Socially Responsible Behavior

Changes come quickly in science, and even as the last few bases of the honey bee genome came off the machine, Robinson began thinking about the future. The National Institutes of Health (NIH, Bethesda, MD) put out a call for the development of faster and cheaper sequencing methods, oft-described as the “$1,000 human genome,” ultimately to provide diagnostic sequences for medicine. “But if a $1,000 human genome is achieved, then for many insect species, we can get a complete genome sequence for under 100 bucks!” says Robinson. He believes that the advent of these inexpensive sequences could open up the field of sociogenomics. By comparing individual, colony, and species differences, Robinson hopes to elucidate the connections between genes, social behavior, and social evolution. “There are so many different species of social insects, some with strikingly similar societies though they evolved independently, and others with various levels of sociality, from solitary to advanced eusocial. To be able to study all of that natural variation in social organization with the tools of genomics is going to be fantastic,” he says.

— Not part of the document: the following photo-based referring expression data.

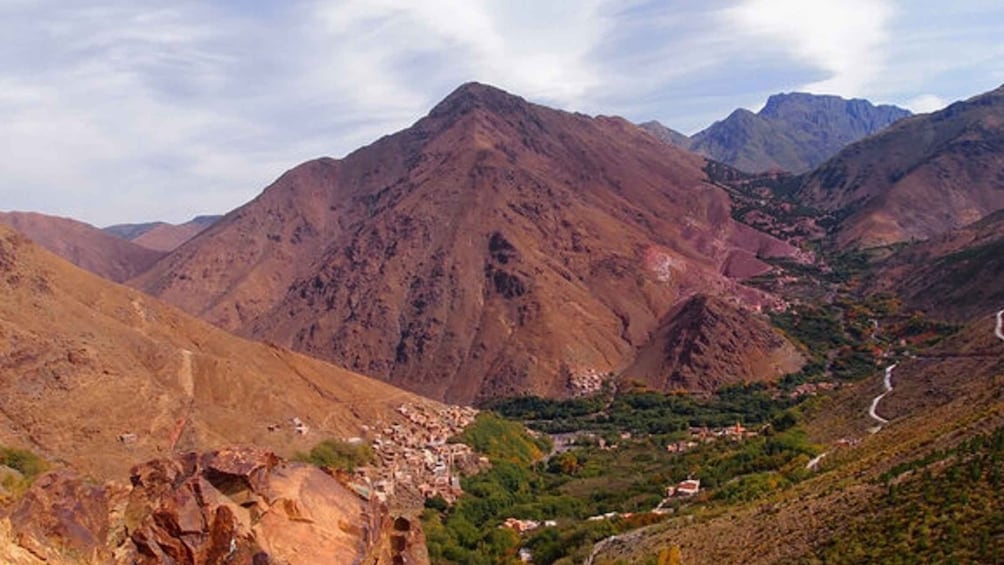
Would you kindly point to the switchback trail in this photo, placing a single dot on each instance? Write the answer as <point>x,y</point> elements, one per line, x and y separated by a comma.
<point>888,384</point>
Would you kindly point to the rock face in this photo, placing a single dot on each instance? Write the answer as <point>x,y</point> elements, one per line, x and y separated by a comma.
<point>98,376</point>
<point>488,250</point>
<point>161,236</point>
<point>922,177</point>
<point>83,245</point>
<point>955,276</point>
<point>794,131</point>
<point>709,343</point>
<point>232,506</point>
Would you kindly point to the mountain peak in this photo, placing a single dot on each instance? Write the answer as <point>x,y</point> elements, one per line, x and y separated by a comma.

Robinson has begun work that may begin to answer some sociogenomic questions. In one of his first microarray studies, he found that 40% of the genes in the honey bee brain had altered expression in foragers and hive bees (14). In his PNAS Inaugural Article (1), Robinson dissects these changes into a causal context. He and his team found that changes in expression occurred in two primary trends. First, age-related changes occur over a bee's first 8 days of adult life as the brain matures. Then behavior-related changes ensue that precede the shift from hive worker to forager. These latter changes are interesting because they seem to be independent of the environment, as foragers restricted to the hive were virtually identical to those allowed to roam. By comparing two honey bee subspecies that differed in their age at onset of foraging, Robinson also found several candidate genes as regulators of this behavior.

Robinson is careful to ensure that his work on genetics and social behavior is developed and understood accurately. “It seems like the debate about nature and nurture continues to be very polarized,” he says. Robinson thinks that the advent of genomics has provided a unifying paradigm for analyzing the influences of “nature and nurture” (15, 16). Invoking an old Spanish proverb, “the horns of behavior are on the same bull,” Robinson proposes that a new way to view nature and nurture is as hereditary and environmental influences on the genome that influence gene activity. He believes that gene expression has become the first phenotype of sociogenomics, and microarrays can become powerful measuring tools for it. “When you look at gene expression data, you see genes turning on and genes turning off. You see the dynamic nature of brain activity,” Robinson says, “and you see the dynamic nature of behavior. It really captures the flavor of the genetic basis of behavior, which is not as deterministic as some may have thought previously.”

Footnotes

  • This is a Profile of a recently elected member of the National Academy of Sciences to accompany the member's Inaugural Article on page 16068.